How is osteoarticular TB diagnosed?
Diagnosis may be difficult and is often delayed up to 12 to 18 months due to the insidious onset of nonspecific symptoms. Additionally, the chest radiograph may be normal in 50% of patients with osteoarticular TB. Purified protein derivative (PPD) skin test is useful for establishing infection with TB (latent or active), but this method has a few drawbacks. Some patients will have anergy and a false-negative test may result, this test requires patients return for it to be interpreted at 48–72 hours, and it can be falsely positive in patients who have received the Bacillus Calmette–Guérin (BCG) vaccination. Interferon-γ release assays (QuantiFERON-TB Gold and T-SPOT.TB) (IGRAs) are more sensitive than the PPD test and not affected by previous BCG vaccination.
Pearl: PPD and IGRA may be falsely negative in immunocompromised patients. T-spot has higher sensitivity than quantiferon gold in immunocompromised patients.
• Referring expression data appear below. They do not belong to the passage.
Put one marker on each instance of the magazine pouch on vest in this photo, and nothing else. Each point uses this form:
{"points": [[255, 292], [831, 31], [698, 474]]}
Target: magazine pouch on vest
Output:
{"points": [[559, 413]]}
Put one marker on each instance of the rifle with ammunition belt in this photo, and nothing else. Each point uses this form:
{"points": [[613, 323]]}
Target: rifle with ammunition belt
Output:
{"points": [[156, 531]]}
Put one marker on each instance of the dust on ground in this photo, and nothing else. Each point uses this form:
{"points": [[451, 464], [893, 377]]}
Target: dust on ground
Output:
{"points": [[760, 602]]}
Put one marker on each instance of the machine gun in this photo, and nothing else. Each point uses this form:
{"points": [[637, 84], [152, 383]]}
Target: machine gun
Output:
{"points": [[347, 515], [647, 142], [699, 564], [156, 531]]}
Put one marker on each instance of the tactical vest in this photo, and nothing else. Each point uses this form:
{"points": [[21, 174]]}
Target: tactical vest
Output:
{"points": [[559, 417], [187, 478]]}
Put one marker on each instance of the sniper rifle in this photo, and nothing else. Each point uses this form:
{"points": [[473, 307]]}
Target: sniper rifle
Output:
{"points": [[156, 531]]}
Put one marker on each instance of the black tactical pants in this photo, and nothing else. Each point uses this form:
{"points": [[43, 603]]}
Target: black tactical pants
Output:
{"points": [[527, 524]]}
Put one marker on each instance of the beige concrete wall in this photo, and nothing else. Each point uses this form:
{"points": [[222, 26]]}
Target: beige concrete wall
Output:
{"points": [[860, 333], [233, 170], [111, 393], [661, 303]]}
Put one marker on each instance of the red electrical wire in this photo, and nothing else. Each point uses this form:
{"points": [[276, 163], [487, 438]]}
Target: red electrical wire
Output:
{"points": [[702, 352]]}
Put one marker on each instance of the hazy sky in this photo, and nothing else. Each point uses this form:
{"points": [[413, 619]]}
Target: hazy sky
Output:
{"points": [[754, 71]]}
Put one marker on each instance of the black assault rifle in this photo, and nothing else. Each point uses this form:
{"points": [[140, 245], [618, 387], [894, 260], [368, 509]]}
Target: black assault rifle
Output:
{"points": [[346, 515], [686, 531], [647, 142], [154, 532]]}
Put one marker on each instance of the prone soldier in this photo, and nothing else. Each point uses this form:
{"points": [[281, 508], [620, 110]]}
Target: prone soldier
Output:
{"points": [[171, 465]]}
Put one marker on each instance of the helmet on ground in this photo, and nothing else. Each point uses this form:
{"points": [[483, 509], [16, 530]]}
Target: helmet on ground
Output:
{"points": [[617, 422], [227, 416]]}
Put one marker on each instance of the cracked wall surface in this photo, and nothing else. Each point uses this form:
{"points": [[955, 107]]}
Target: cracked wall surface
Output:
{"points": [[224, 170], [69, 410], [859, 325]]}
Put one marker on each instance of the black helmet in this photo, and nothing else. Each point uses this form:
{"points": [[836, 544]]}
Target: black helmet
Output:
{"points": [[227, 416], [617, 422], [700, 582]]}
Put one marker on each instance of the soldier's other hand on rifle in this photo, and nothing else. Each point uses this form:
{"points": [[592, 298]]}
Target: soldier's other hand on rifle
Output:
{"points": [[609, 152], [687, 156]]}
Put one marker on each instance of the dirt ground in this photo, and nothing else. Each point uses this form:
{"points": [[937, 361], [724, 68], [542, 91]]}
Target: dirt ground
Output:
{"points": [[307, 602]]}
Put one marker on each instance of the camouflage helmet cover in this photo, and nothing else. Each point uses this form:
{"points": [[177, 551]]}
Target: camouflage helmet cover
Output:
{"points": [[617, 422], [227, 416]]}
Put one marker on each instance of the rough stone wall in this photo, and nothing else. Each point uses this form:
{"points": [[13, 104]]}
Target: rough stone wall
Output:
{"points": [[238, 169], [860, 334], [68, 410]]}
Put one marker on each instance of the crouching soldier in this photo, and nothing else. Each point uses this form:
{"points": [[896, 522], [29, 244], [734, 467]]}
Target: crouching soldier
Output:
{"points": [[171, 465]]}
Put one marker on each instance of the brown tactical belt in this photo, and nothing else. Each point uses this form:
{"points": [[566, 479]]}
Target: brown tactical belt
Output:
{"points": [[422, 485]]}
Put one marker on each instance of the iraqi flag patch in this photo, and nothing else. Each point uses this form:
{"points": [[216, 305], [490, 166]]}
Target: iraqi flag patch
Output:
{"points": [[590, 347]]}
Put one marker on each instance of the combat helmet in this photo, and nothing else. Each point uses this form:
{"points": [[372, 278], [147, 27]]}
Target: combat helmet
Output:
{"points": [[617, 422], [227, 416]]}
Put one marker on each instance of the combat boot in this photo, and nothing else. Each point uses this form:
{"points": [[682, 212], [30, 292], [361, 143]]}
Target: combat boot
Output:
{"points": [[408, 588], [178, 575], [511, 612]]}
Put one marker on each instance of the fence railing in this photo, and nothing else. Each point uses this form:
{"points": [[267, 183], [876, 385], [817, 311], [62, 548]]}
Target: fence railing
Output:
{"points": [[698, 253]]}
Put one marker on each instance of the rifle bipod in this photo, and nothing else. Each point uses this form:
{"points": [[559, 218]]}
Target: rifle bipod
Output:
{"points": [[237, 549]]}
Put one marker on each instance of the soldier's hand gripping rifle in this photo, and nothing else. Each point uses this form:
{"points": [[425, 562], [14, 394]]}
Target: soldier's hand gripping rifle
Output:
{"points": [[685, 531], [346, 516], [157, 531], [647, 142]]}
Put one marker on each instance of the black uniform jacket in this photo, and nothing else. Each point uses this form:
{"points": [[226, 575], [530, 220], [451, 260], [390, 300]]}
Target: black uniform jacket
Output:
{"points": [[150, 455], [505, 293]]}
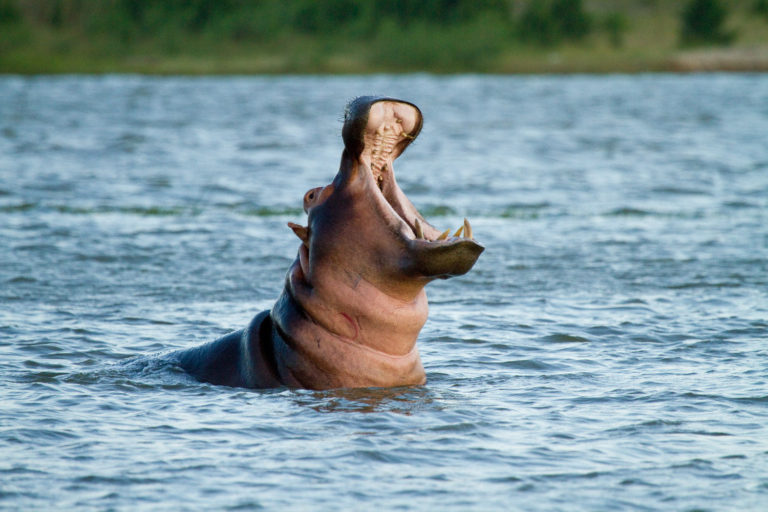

A definitive diagnosis is established by demonstrating MTB in the tissue or synovial fluid. The sensitivity of common procedures is as follows:
| Synovial fluid smear for TB | 20% |
| Synovial fluid adenosine deaminase (>31 U/L) | 80% |
| Synovial fluid culture for TB | 80% |
| Synovial biopsy and culture | >90% |
| Nucleic acid amplification tests (NAATs) | 70% |
The advantage of NAAT is related to the rapid result time of 1 to 2 days instead of 3 to 6 weeks with conventional culture. The GeneXpert has been studied in osteoarticular disease and has the ability to detect the presence of TB in addition to rifamycin resistance. Culture and phenotypic drug susceptibility remains the gold standard for diagnosis.